Maduell said he believes the United States will remain an “attractive” destination for Gulf investments beyond short-term uncertainties. In 2020, the United States experienced its steepest quarterly drop since the Great Depression, followed by a record GDP growth rate. 

The monetary stability of the Gulf Cooperation Council countries is also closely correlated to the United States' economic strength. Indeed, except in the emirate of Kuwait, currencies in the region have been all pegged at fixed rates to the US dollar since the mid-1980s.

Emerging industries in Saudi Arabia

Ahead of a significant energy transition, Gulf countries look to forge in-depth economic partnerships with US entities to help in reforming their fossil fuel-dependent economies. But for Issam Al Tawari, founder and managing partner of the Kuwait-based economic advisory firm Newbury, the flow of funds goes in one direction only. “I do not really see much of US companies venturing into the region,” he told Al-Monitor. 

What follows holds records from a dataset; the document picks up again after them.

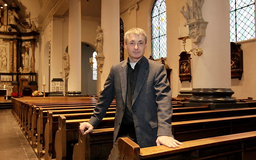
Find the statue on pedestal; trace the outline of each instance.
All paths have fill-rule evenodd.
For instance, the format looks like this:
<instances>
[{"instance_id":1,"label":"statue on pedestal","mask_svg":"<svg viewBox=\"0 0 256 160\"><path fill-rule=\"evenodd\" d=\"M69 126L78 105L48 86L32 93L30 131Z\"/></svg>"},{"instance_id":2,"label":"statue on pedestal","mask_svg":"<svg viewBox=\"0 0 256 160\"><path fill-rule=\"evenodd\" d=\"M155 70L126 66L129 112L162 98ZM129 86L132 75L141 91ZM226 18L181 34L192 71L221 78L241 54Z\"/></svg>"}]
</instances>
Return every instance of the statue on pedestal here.
<instances>
[{"instance_id":1,"label":"statue on pedestal","mask_svg":"<svg viewBox=\"0 0 256 160\"><path fill-rule=\"evenodd\" d=\"M98 55L103 55L103 51L102 50L103 46L103 31L100 26L98 26L98 29L96 30L97 33L97 38L95 42L96 43L96 52Z\"/></svg>"}]
</instances>

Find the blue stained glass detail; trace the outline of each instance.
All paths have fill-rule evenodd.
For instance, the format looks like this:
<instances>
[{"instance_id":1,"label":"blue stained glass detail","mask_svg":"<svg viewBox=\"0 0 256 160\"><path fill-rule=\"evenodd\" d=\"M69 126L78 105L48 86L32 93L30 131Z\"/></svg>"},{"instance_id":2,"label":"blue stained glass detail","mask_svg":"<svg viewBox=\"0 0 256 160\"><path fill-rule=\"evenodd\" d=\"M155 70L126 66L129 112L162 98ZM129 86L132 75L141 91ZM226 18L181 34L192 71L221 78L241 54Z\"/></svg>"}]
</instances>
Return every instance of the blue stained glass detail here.
<instances>
[{"instance_id":1,"label":"blue stained glass detail","mask_svg":"<svg viewBox=\"0 0 256 160\"><path fill-rule=\"evenodd\" d=\"M230 41L255 38L255 0L230 0Z\"/></svg>"},{"instance_id":2,"label":"blue stained glass detail","mask_svg":"<svg viewBox=\"0 0 256 160\"><path fill-rule=\"evenodd\" d=\"M166 5L164 0L156 0L151 13L152 56L155 59L167 56Z\"/></svg>"}]
</instances>

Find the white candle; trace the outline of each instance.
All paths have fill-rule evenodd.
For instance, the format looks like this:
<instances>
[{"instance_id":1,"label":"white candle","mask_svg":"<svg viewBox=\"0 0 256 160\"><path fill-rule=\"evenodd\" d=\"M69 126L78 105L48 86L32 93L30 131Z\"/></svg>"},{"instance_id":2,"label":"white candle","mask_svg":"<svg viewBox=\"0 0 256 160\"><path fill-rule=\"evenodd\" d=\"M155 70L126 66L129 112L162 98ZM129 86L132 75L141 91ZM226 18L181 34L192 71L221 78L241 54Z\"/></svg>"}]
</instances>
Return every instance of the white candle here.
<instances>
[{"instance_id":1,"label":"white candle","mask_svg":"<svg viewBox=\"0 0 256 160\"><path fill-rule=\"evenodd\" d=\"M186 25L186 27L187 27L187 34L189 35L189 28L188 27L188 25Z\"/></svg>"}]
</instances>

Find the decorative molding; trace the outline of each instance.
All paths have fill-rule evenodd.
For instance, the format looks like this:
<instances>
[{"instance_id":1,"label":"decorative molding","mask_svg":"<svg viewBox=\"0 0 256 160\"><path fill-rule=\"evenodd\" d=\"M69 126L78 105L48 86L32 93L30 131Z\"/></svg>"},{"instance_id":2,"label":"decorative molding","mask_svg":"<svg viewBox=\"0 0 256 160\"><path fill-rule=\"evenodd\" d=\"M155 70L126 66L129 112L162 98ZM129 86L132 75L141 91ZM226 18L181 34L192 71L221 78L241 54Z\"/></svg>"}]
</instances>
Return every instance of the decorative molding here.
<instances>
[{"instance_id":1,"label":"decorative molding","mask_svg":"<svg viewBox=\"0 0 256 160\"><path fill-rule=\"evenodd\" d=\"M90 21L93 22L96 22L100 23L101 22L101 18L96 17L92 17L84 15L81 15L81 19L82 20Z\"/></svg>"},{"instance_id":2,"label":"decorative molding","mask_svg":"<svg viewBox=\"0 0 256 160\"><path fill-rule=\"evenodd\" d=\"M129 14L130 14L131 10L133 9L135 9L136 10L137 10L138 8L138 7L139 6L138 5L138 4L136 3L135 3L134 4L134 5L128 8L128 12L129 13Z\"/></svg>"},{"instance_id":3,"label":"decorative molding","mask_svg":"<svg viewBox=\"0 0 256 160\"><path fill-rule=\"evenodd\" d=\"M62 22L64 22L64 17L62 16L54 16L53 20L59 20Z\"/></svg>"},{"instance_id":4,"label":"decorative molding","mask_svg":"<svg viewBox=\"0 0 256 160\"><path fill-rule=\"evenodd\" d=\"M46 0L38 17L42 24L42 29L44 30L52 20L52 17L64 1L63 0Z\"/></svg>"},{"instance_id":5,"label":"decorative molding","mask_svg":"<svg viewBox=\"0 0 256 160\"><path fill-rule=\"evenodd\" d=\"M128 10L129 8L131 7L134 5L135 3L138 3L143 0L131 0L130 2L126 5L123 6L120 8L120 13L121 14L123 13L126 10Z\"/></svg>"}]
</instances>

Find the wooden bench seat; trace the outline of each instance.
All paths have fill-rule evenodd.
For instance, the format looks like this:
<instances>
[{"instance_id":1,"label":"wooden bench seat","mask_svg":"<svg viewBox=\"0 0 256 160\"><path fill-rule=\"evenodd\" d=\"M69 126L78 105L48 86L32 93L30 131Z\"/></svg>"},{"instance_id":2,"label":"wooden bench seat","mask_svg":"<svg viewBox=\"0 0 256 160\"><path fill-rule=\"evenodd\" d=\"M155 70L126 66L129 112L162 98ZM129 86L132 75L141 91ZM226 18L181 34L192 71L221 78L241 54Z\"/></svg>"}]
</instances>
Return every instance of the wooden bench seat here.
<instances>
[{"instance_id":1,"label":"wooden bench seat","mask_svg":"<svg viewBox=\"0 0 256 160\"><path fill-rule=\"evenodd\" d=\"M256 131L183 143L175 148L164 145L140 148L129 138L121 138L120 159L253 160L256 156Z\"/></svg>"},{"instance_id":2,"label":"wooden bench seat","mask_svg":"<svg viewBox=\"0 0 256 160\"><path fill-rule=\"evenodd\" d=\"M68 148L67 150L72 153L74 145L77 143L78 140L79 134L77 127L79 123L88 121L90 119L88 119L69 120L66 120L66 118L63 115L59 116L59 126L57 127L57 131L56 132L55 141L54 138L48 139L46 137L45 155L45 160L50 160L55 157L56 160L65 159L67 155L67 147ZM114 119L113 117L103 118L96 129L113 127ZM46 127L46 135L49 132L47 128L50 128L50 127ZM48 139L49 141L47 142ZM47 145L47 143L49 145ZM58 144L58 145L55 145L55 144ZM49 148L48 148L48 146L49 147ZM72 155L72 154L69 155L71 159Z\"/></svg>"},{"instance_id":3,"label":"wooden bench seat","mask_svg":"<svg viewBox=\"0 0 256 160\"><path fill-rule=\"evenodd\" d=\"M256 115L253 115L173 122L172 123L172 130L173 134L175 139L180 142L183 142L255 131L255 120ZM79 121L78 120L75 122L77 122ZM240 121L240 124L234 124L234 122L235 123L236 121ZM71 120L68 122L69 123L76 123L74 121ZM249 122L251 123L248 123ZM248 124L244 125L243 123L245 123ZM214 125L214 124L219 126L215 126ZM90 148L92 147L89 143L91 141L90 139L91 133L87 135L83 135L80 130L78 130L77 131L79 133L79 139L78 140L78 143L76 145L75 148L74 148L74 151L75 152L73 153L73 157L76 157L76 159L73 160L87 160L99 158L100 155L97 153L91 156L88 155L90 152L86 153L87 148L90 150ZM113 136L113 130L110 129L108 132L107 134L112 133L112 136ZM210 132L212 133L209 133ZM103 134L105 134L103 130L101 131L100 133ZM103 142L98 142L100 145L104 144ZM87 149L84 150L84 148ZM100 148L97 148L100 150L94 152L97 153L102 152ZM110 153L110 152L108 154ZM90 156L90 159L89 158ZM93 159L94 158L95 159Z\"/></svg>"},{"instance_id":4,"label":"wooden bench seat","mask_svg":"<svg viewBox=\"0 0 256 160\"><path fill-rule=\"evenodd\" d=\"M115 106L114 106L115 107ZM58 124L58 117L60 114L65 116L67 119L89 119L92 115L94 109L71 109L62 110L44 110L41 107L39 108L40 112L38 119L37 121L37 144L32 141L32 143L34 143L37 148L37 152L40 157L42 157L43 153L43 149L45 145L45 136L47 138L52 137L54 139L55 134L57 129ZM115 114L115 108L109 108L105 117L114 116ZM49 114L48 114L48 112ZM47 124L47 123L48 123ZM49 123L51 123L50 124ZM45 127L51 127L48 129L49 135L46 135L45 131ZM34 139L33 137L32 139Z\"/></svg>"}]
</instances>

Earlier this month, former US Ambassador to Oman Marc Sievers told Al-Monitor that Gulf countries should “inform American investors about what the opportunities are.” 

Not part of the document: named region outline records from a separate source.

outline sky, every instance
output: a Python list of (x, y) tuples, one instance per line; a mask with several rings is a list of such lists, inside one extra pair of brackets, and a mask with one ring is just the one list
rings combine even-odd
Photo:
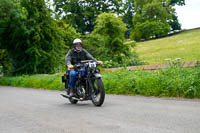
[(185, 6), (176, 6), (182, 29), (200, 27), (200, 0), (185, 0)]

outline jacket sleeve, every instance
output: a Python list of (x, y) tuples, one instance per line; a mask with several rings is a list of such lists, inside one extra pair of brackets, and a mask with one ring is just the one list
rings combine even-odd
[(86, 57), (89, 59), (89, 60), (94, 60), (94, 61), (97, 61), (97, 59), (95, 59), (88, 51), (86, 51), (84, 49), (84, 52), (86, 53)]
[(72, 59), (72, 57), (71, 57), (71, 50), (69, 50), (68, 53), (65, 56), (65, 63), (66, 63), (66, 65), (71, 65), (72, 64), (71, 63), (71, 59)]

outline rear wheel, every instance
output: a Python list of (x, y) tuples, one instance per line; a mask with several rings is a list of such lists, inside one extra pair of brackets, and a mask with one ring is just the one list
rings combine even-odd
[(104, 85), (101, 79), (95, 79), (94, 83), (94, 89), (92, 91), (92, 103), (95, 106), (101, 106), (105, 99), (105, 90)]

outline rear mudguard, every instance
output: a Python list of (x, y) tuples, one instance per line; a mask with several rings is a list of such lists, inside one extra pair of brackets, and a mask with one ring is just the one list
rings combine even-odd
[(102, 77), (101, 74), (99, 74), (99, 73), (95, 73), (94, 76), (95, 76), (95, 78), (97, 78), (97, 79), (100, 79), (100, 78)]

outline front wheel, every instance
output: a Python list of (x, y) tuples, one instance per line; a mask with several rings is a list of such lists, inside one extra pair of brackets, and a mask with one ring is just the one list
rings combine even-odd
[(92, 90), (92, 103), (95, 106), (101, 106), (105, 99), (105, 90), (104, 85), (101, 79), (95, 79), (93, 82), (93, 90)]
[(77, 104), (78, 100), (75, 100), (75, 99), (72, 99), (72, 98), (69, 98), (69, 101), (71, 104)]

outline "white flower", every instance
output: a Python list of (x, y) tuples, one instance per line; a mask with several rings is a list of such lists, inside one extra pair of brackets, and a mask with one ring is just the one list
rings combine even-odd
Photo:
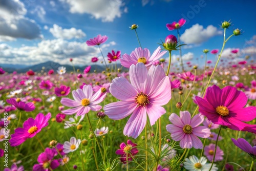
[[(184, 167), (191, 171), (208, 171), (211, 165), (211, 163), (207, 163), (207, 159), (201, 157), (200, 159), (194, 155), (190, 156), (189, 159), (186, 158), (184, 162)], [(211, 171), (218, 170), (216, 164), (214, 164)]]
[(109, 127), (103, 126), (100, 129), (97, 129), (94, 132), (96, 137), (100, 137), (109, 133)]
[(48, 98), (46, 100), (46, 101), (48, 101), (48, 102), (53, 102), (55, 99), (56, 99), (56, 96), (53, 96), (52, 97), (50, 97), (49, 98)]
[(62, 75), (63, 74), (66, 73), (66, 67), (59, 67), (59, 68), (58, 68), (58, 70), (57, 70), (57, 72), (59, 75)]
[(74, 152), (78, 148), (80, 143), (81, 140), (80, 139), (77, 140), (75, 137), (72, 137), (70, 138), (70, 141), (66, 141), (64, 142), (63, 152), (66, 154)]

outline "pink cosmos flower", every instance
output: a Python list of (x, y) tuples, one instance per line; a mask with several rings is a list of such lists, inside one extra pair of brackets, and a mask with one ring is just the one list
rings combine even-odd
[(115, 61), (119, 59), (121, 56), (121, 51), (117, 51), (116, 53), (114, 51), (112, 51), (112, 53), (109, 53), (108, 54), (108, 59), (111, 61)]
[(233, 130), (256, 133), (256, 125), (248, 122), (256, 117), (256, 107), (243, 107), (247, 98), (243, 92), (227, 86), (222, 89), (216, 85), (208, 87), (204, 98), (196, 97), (199, 112), (215, 124)]
[(4, 171), (24, 171), (24, 167), (23, 166), (20, 166), (18, 167), (16, 164), (13, 164), (11, 168), (5, 168)]
[(99, 90), (93, 94), (93, 90), (91, 85), (84, 85), (82, 88), (72, 91), (74, 100), (68, 98), (62, 98), (60, 103), (68, 107), (75, 107), (74, 109), (62, 111), (62, 112), (67, 115), (76, 113), (77, 116), (87, 114), (91, 110), (98, 111), (102, 107), (98, 105), (102, 102), (106, 94), (101, 95), (101, 90)]
[(50, 90), (53, 86), (53, 84), (50, 80), (42, 80), (39, 84), (39, 87), (41, 89)]
[(247, 153), (253, 159), (256, 158), (256, 146), (252, 147), (250, 143), (243, 138), (240, 138), (237, 140), (233, 138), (231, 139), (236, 146)]
[(186, 23), (186, 20), (184, 18), (181, 18), (179, 20), (179, 22), (173, 22), (172, 24), (166, 24), (166, 27), (168, 30), (174, 30), (178, 29), (182, 27)]
[(135, 147), (137, 144), (134, 143), (131, 140), (127, 140), (127, 145), (124, 142), (122, 142), (120, 144), (120, 148), (116, 151), (116, 154), (121, 155), (120, 158), (121, 162), (124, 164), (126, 163), (126, 157), (128, 162), (133, 160), (132, 156), (136, 155), (139, 151)]
[(7, 99), (6, 102), (10, 104), (13, 105), (16, 109), (26, 112), (33, 111), (35, 108), (35, 105), (32, 102), (25, 103), (20, 100), (20, 98), (17, 98), (16, 100), (13, 98), (10, 99)]
[(97, 62), (99, 59), (97, 57), (94, 57), (92, 58), (92, 62)]
[(182, 74), (178, 74), (178, 76), (181, 79), (187, 81), (194, 81), (195, 75), (190, 71), (187, 71)]
[[(209, 145), (206, 145), (204, 148), (204, 155), (206, 156), (206, 158), (210, 162), (212, 161), (214, 156), (214, 151), (215, 149), (215, 144), (210, 143)], [(214, 162), (217, 161), (222, 161), (223, 160), (224, 152), (220, 147), (217, 145), (216, 149), (216, 154), (215, 155), (215, 158)]]
[(88, 73), (89, 73), (91, 70), (91, 66), (89, 66), (87, 67), (86, 67), (83, 70), (83, 73), (87, 74)]
[(57, 159), (53, 159), (58, 153), (53, 149), (46, 148), (45, 152), (41, 153), (37, 158), (39, 164), (33, 166), (33, 171), (50, 171), (55, 169), (59, 165)]
[(216, 54), (218, 53), (218, 52), (219, 52), (219, 49), (214, 49), (213, 50), (210, 51), (210, 53), (212, 54)]
[(97, 37), (94, 37), (93, 39), (90, 38), (90, 40), (86, 41), (86, 44), (88, 46), (99, 45), (103, 44), (108, 40), (108, 36), (103, 36), (99, 34)]
[(15, 133), (11, 135), (10, 145), (15, 146), (20, 145), (28, 138), (34, 137), (41, 130), (48, 125), (48, 121), (51, 118), (51, 113), (48, 113), (45, 116), (39, 113), (35, 119), (29, 118), (24, 122), (23, 128), (18, 127), (15, 130)]
[(66, 96), (70, 93), (70, 87), (65, 85), (61, 86), (59, 88), (56, 87), (54, 89), (55, 94), (58, 97)]
[(256, 89), (252, 88), (251, 89), (249, 89), (248, 91), (244, 92), (244, 93), (247, 96), (249, 99), (255, 100), (256, 99)]
[(237, 54), (238, 52), (239, 51), (239, 49), (234, 49), (231, 51), (231, 53), (235, 53)]
[(144, 63), (147, 68), (150, 68), (153, 62), (158, 60), (163, 56), (167, 51), (160, 52), (161, 47), (159, 46), (154, 52), (151, 56), (150, 50), (147, 48), (142, 49), (139, 47), (132, 52), (130, 55), (124, 54), (122, 58), (120, 59), (121, 64), (124, 67), (130, 68), (132, 64), (136, 65), (138, 62)]
[(192, 119), (188, 111), (180, 111), (180, 118), (173, 113), (169, 117), (172, 124), (166, 125), (166, 130), (170, 133), (172, 139), (180, 142), (182, 148), (196, 149), (203, 148), (203, 143), (199, 138), (208, 138), (210, 134), (210, 129), (204, 126), (199, 126), (204, 121), (204, 117), (201, 114), (195, 115)]
[(171, 98), (168, 76), (160, 66), (152, 66), (148, 71), (139, 62), (130, 69), (131, 83), (123, 77), (116, 78), (110, 84), (112, 95), (121, 100), (106, 105), (105, 114), (114, 120), (123, 119), (132, 113), (123, 130), (124, 135), (136, 138), (146, 123), (147, 113), (151, 125), (166, 111), (161, 106)]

In Saudi Arabia, Crown Prince Mohammed bin Salman's reform plan — known as Vision 2030 — strives to attract billions of dollars worth of foreign direct investments to slash the kingdom's reliance on oil revenues and shape a thriving local economy. “American investors should look at sectors that are emerging in Saudi Arabia, for example, entertainment, tourism, the home mortgage industry and the housing sector,” Suwayed said.

An additional vehicle to enhance US-Gulf economic ties could be Islamic finance, said Jamshaid Anwar Chattha, a former assistant secretary-general at the Islamic Financial Services Board and an Islamic finance expert at the Central Bank of Kuwait.

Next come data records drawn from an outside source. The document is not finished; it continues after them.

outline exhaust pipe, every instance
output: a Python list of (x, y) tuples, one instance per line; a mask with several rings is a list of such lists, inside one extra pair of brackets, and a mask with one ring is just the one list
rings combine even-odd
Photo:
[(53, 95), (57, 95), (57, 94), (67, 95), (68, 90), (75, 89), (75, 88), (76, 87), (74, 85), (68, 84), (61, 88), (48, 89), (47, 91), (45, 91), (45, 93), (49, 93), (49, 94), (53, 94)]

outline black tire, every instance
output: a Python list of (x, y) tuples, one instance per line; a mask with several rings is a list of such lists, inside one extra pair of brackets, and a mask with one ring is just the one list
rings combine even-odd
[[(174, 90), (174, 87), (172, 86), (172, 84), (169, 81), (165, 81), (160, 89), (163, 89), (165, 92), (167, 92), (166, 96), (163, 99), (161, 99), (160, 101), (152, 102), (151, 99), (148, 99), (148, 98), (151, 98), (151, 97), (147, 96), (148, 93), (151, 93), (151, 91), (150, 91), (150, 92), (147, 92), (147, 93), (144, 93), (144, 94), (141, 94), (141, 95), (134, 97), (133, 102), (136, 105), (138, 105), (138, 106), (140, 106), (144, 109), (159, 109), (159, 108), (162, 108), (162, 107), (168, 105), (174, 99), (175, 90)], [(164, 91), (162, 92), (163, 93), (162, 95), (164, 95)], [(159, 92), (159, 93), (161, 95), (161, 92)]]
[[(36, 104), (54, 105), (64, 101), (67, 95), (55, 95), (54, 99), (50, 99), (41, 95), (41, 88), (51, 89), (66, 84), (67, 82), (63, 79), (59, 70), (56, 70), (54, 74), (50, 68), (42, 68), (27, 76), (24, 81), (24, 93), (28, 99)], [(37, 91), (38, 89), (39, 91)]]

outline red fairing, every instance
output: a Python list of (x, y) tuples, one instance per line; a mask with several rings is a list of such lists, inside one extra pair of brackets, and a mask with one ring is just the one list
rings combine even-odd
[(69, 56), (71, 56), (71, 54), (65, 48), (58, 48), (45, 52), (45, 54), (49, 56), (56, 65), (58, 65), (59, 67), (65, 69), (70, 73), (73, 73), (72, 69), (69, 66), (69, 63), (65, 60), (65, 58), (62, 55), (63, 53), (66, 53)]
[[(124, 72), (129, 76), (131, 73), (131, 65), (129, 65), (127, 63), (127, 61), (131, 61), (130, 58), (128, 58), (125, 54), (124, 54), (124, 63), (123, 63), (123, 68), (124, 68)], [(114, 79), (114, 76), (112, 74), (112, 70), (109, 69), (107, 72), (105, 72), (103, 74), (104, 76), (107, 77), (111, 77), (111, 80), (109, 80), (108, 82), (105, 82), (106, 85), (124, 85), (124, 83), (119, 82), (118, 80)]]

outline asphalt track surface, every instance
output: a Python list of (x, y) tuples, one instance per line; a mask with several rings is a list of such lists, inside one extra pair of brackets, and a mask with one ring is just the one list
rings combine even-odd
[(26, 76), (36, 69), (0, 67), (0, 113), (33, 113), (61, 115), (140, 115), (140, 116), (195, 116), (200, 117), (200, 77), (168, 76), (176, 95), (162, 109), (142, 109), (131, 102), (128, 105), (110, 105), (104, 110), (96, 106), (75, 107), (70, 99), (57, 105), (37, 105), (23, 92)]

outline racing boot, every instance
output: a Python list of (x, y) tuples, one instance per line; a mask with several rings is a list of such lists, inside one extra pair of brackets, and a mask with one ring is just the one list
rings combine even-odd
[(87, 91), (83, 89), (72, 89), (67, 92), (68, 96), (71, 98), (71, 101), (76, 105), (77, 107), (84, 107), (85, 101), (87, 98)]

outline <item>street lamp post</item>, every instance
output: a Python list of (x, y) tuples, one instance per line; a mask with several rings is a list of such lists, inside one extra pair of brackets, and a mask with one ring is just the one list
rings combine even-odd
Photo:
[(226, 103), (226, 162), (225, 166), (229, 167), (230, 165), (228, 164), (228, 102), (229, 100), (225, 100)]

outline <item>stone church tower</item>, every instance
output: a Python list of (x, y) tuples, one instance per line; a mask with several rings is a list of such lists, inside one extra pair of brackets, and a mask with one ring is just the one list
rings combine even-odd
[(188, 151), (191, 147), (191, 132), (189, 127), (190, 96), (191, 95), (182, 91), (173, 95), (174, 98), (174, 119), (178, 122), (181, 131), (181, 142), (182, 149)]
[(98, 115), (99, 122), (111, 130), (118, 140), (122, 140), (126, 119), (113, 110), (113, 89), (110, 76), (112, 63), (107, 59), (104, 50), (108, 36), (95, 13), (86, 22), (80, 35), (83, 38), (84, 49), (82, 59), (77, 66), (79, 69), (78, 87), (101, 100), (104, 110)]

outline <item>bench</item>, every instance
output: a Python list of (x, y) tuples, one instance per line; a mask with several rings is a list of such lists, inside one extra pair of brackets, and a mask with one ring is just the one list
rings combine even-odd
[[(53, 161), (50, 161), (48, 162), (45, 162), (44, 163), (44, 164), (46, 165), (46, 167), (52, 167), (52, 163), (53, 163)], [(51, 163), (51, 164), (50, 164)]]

He told Al-Monitor the Gulf’s Islamic banks could find a “perfect market” in the United States and offer halal investment opportunities in the Gulf to American Muslims. “The top American administration has to look into Islamic finance more positively,” he said, expecting a Biden administration to be “kind of more flexible” in this regard.

Much warmer or much colder

Gulf countries are bracing for the possible consequences of a Joe Biden win in the Nov. 3 election. The Democratic presidential nominee declared he would reenter the Iran nuclear deal, end US support for a Saudi Arabia-led war in Yemen and said the Saudi government should “pay the price” for its abysmal human rights record.

On Oct. 2, 2018, a "hit squad" flew to Istanbul from Saudi Arabia killed and dismembered Washington Post Saudi journalist Jamal Khashoggi in the kingdom’s consulate. The crown prince faced a torrent of international condemnations, including from Republican leaders in the US Congress who called for bipartisan support to formally condemn the crown prince.

President Donald Trump, however, refused to hold the crown prince accountable for the killing, and according to American journalist Bob Woodward’s new book said in 2018, “I saved his ass” as well as “I was able to get Congress to leave him alone. I was able to get them to stop.”

The prospect of deteriorating US-Gulf relations under a Biden administration could “raise the risk premia that investors demand to hold Gulf debt,” warned James Swanston, Capital Economics’ Middle East chief economist. Since 2015, Gulf states have repeatedly tapped global debt markets to finance large budget deficits. The credit rating agency S&P Global Ratings expects Gulf Cooperation Council government debt to increase by $100 billion in 2020 alone.

But despite Biden’s promise to “reassess” Washington’s relations with Riyadh, Gulf countries continue to cling to US security commitments to the region. Sources interviewed by Reuters said a Biden win “would not upend decades-long alliances.” Tawari added, “We will always continue to have strong ties with the Americans regardless of who is in the White House; it is just that the relationship can become much warmer or much colder."